Interestingly, on this occasion, the media could report that the:

  • mediation had been conducted as a so-called “co-mediation”, with two eminent jurists, The Hon Kit Toogood KC and The Hon Wayne Martin AO KC, former (Chief) justices from New Zealand and Western Australia, jointly facilitating the negotiation.
  • two mediators supported the settlement agreement reached by the parties, as reported at least by some media outlets.
  • Parties agreed that the originally envisaged hosting model was more expensive than traditional hosting models.
  • Victorian government agreed to pay AUD$ 380 million to the Commonwealth Games.

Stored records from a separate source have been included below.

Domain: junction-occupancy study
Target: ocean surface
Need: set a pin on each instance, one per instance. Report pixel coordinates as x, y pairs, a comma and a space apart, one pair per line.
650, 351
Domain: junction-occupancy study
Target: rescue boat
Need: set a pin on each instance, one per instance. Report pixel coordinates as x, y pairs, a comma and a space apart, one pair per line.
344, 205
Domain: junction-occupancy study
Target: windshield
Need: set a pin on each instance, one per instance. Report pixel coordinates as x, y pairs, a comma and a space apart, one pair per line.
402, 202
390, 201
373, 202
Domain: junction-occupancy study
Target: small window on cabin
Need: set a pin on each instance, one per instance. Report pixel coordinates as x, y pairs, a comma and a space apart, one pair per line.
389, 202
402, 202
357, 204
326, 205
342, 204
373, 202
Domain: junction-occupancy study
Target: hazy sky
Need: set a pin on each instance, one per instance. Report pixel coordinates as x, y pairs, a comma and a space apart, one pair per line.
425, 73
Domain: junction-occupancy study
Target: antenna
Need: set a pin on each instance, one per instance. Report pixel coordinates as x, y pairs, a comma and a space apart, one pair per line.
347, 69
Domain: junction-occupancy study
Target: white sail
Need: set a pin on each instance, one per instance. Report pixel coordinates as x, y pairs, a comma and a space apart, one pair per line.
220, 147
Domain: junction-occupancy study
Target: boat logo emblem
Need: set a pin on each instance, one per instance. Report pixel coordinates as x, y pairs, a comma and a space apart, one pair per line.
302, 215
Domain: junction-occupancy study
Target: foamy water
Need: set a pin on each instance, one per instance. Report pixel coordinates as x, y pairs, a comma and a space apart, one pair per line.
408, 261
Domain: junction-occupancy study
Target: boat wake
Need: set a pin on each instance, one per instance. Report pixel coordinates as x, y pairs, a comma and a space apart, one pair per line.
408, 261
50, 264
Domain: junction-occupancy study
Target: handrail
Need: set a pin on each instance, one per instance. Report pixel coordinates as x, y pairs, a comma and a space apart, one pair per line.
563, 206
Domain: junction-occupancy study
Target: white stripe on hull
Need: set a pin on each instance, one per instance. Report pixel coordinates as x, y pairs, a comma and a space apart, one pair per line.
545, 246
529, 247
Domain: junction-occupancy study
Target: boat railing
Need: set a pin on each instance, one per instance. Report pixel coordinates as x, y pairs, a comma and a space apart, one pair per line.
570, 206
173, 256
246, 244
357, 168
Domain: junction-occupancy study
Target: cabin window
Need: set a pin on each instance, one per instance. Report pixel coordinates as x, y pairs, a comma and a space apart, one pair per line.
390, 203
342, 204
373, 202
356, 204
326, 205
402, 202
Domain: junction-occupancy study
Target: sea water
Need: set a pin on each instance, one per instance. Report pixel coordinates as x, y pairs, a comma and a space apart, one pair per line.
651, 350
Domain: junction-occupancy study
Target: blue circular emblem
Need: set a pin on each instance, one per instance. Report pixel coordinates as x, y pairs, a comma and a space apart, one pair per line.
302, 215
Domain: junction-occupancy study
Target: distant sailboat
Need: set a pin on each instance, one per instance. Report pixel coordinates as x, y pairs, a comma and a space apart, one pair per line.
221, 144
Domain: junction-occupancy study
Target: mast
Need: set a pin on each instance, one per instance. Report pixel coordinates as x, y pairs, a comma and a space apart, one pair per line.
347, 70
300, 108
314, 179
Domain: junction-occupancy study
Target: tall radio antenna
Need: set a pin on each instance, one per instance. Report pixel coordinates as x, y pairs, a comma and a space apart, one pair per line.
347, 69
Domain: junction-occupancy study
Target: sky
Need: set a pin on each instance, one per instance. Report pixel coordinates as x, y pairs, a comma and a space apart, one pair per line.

This offers glimpses into the mediation, of some interesting details about the dispute resolution process and the settlement, but also how governments can use mediation strategically and intelligently.

First, as part of their settlement, the parties must have agreed to release certain information. This included that the parties undertook mediation to end the dispute. Moreover, the parties also agreed to release details about the process itself as well as the terms of settlement. It is likely that the parties negotiated exceptions to the otherwise strict confidentiality, probably in the form of a communication strategy carefully crafted to suit the government’s narrative around its exit from hosting the Commonwealth Games.

Second, the parties opted for a so-called “co-mediation”, a still (and sadly) rather underutilised process that can yield excellent results, especially in complex international disputes. In co-mediations, parties select multiple mediators, usually based on their specific, often complementary skills, (cultural) backgrounds, and characteristics. With those, co-mediators can add real value to mediations.

Third, their significant gravitas is likely to have been an important consideration in the appointment of the co-mediators. The media reported that both mediators supported the settlement. Here, too, the parties, including the mediators, must have agreed that this support becomes public. This is a good indicator of the significant political dimension this mediation had. Mediators normally do not comment on the outcome of mediations; they remain neutral and detached from the solutions and results the parties agree to. In this instance, however, the Government sought and received the imprimatur of the co-mediators to assuage any later criticism of the settlement. As an aside, a similar political motivation can be seen in the parties’ agreement that the originally envisaged hosting model was more expensive than traditional hosting models.

 Fourth, the mediation was far quicker. The Victorian government announced its decision to pull out of hosting the Games in July 2023. The mediation ended the dispute some time in August 2023, i.e., approx. 1.5 months after the dispute arose. It is almost trite to state that this is a far cry from the time it would have taken to decide the dispute through international multi-party arbitration or litigation. Such proceedings would have included complex arguments over procedural, jurisdictional, meritorious, and, possibly, quantum issues – arguments that are likely to last years, and certainly not months.

Fifth, even though there are no official figures, it is very likely that this mediation was more cost-effective (read: less expensive) than an international multi-party arbitration or litigation, i.e., through procedures that are known to be expensive. The resources required to prepare and run such complex and lengthy cases are always considerable. Moreover, the parties would have shared the costs for the mediation and the mediators, while paying their own costs for participating in the process, avoiding any negative cost orders.

With mediation, the parties chose a party-centred, interest-based consensual dispute resolution process. Rather than surrendering control over the outcome of the dispute to decision-makers, facing largely unpredictable win-lose decisions, they opted to remain in control and found their own solutions that ended their disagreement fast, effectively, and cost-efficiently. In addition, the parties could agree on exceptions to the mediation’s confidentiality, enabling the parties to release targeted information. The political nature of the information is obvious, making this mediation a good example of how governments can use this process intelligently to advance their (political) narrative.